Konidis believes OTPP’s new offices will boost human connection and creativity and show the office in a new light, bringing people together in a different way.

“Our new workplace experience fosters the need for collaboration, networking, mentoring and productivity,” he says.

“We have invested in our teams by providing a space that enables a successful workplace experience while also giving people the flexibility to work from anywhere.  We’re pleased with what we’ve achieved.”

Flexibility and choice

The emphasis on flexibility and choice in work styles stand out as one of the building’s key features. OTPP’s new offices have tech-enabled work seats, lounge seating, collaboration seating, meeting rooms, cafés, lounges, quiet rooms, focused workspaces and amenities to support individual needs in the workplace.

Staff can work in different workspaces to suit their individual business needs and workstyle preferences, he explains. “The aim is to further elevate well-being and productivity by providing spaces that match how people want to work and the type of work that they will be doing.”

A suite of technology tools and solutions give employees the ability to work effortlessly from anywhere in the office and the range of rooms are designed to improve meeting equity by making the experience the same for participants in person and online via new, hybrid first meeting experiences, says Konidis.
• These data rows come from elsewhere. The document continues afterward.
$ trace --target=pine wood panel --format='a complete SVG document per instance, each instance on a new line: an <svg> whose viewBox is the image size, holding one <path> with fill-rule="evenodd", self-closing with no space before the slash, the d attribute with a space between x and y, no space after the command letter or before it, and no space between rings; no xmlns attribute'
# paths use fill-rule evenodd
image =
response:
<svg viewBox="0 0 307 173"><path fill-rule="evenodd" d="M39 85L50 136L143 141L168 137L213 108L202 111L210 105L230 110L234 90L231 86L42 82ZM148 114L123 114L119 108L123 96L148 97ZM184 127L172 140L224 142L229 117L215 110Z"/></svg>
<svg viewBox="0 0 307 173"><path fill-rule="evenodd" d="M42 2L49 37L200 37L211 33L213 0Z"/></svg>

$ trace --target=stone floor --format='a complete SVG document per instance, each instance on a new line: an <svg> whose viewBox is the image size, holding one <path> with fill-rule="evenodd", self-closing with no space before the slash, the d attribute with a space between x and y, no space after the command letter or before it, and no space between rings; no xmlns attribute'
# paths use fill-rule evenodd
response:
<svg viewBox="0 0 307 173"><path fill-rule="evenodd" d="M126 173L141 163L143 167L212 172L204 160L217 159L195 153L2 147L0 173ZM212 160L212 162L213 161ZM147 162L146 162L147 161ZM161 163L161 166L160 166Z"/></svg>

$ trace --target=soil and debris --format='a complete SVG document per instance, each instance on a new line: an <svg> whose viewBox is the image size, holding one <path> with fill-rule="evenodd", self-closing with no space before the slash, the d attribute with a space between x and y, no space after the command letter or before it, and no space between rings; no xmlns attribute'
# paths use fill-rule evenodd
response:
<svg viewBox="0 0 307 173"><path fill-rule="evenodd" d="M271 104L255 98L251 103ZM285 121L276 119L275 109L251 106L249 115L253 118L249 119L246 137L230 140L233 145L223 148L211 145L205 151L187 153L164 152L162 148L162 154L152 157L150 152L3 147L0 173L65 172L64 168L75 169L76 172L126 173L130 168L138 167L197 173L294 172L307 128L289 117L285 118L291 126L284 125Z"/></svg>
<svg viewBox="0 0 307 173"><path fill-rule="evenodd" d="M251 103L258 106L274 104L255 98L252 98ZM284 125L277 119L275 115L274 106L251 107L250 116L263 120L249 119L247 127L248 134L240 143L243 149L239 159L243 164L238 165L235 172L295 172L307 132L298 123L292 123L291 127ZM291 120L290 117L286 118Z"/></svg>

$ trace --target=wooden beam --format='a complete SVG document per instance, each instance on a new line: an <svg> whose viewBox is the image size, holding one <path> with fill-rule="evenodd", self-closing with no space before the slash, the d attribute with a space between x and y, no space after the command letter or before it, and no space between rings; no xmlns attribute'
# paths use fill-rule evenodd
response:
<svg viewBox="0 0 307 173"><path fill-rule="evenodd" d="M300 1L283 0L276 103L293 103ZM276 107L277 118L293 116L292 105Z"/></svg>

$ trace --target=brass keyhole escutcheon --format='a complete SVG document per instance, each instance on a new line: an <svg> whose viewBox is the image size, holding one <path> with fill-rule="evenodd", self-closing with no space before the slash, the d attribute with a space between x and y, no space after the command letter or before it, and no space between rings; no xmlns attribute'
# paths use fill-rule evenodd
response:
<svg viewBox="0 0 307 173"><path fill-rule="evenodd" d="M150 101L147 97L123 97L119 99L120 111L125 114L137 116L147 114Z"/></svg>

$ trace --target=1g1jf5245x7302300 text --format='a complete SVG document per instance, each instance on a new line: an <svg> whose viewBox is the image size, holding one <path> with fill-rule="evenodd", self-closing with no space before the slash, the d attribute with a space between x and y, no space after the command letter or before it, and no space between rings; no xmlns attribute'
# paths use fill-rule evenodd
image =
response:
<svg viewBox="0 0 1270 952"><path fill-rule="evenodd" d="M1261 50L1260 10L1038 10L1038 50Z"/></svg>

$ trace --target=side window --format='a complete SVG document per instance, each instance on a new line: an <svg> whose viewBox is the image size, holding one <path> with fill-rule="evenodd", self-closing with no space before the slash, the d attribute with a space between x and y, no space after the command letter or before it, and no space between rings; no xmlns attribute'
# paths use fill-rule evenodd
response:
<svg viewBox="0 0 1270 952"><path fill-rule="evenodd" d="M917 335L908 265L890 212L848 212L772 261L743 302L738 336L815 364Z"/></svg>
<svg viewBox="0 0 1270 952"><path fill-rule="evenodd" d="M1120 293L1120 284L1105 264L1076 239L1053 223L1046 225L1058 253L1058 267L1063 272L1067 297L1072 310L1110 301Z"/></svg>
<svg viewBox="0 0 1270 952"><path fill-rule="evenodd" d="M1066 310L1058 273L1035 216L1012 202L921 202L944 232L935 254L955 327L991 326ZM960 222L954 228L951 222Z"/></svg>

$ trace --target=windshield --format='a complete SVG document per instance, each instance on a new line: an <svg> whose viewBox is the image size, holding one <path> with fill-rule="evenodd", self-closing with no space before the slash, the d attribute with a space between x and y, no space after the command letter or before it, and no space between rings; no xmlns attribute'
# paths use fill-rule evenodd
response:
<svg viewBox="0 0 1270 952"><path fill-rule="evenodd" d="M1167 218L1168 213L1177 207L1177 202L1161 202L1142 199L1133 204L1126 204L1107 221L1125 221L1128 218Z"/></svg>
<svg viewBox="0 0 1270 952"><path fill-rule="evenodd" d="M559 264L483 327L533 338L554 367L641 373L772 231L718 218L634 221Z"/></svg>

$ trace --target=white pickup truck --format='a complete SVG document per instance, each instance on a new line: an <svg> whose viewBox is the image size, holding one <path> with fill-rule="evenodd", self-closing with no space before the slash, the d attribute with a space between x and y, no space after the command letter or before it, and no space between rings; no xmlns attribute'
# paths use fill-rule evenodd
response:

“When we made the decision to create a brand-new workspace and head office, we were looking at and planning how we could drive an elevated workplace experience. We are proud to have created a space that reflects our culture and emphasizes sustainability, inclusion and well-being and one that, we see, will motivate employees and increase productivity.”

The investment teams can use the conference level floor and meeting space “to dial-up the experience when they are hosting meetings and events,” says Konidis. “Having the ability to elevate the in-person experience, coupled with being centrally located in downtown Toronto, will certainly be beneficial.”

He adds that the new office will also help attract top talent.

“We see the in-office experience – especially when a physical space can reflect an organization’s culture and draw-in priority elements to our teams like wellness, sustainability, and amenities – playing a vital role in attracting and retaining talent.

We took the time to speak with employees and understand what they were looking for in a workspace. The outcome was an amenity-rich space with sustainability, inclusivity, wellness and flexibility embedded in its design.”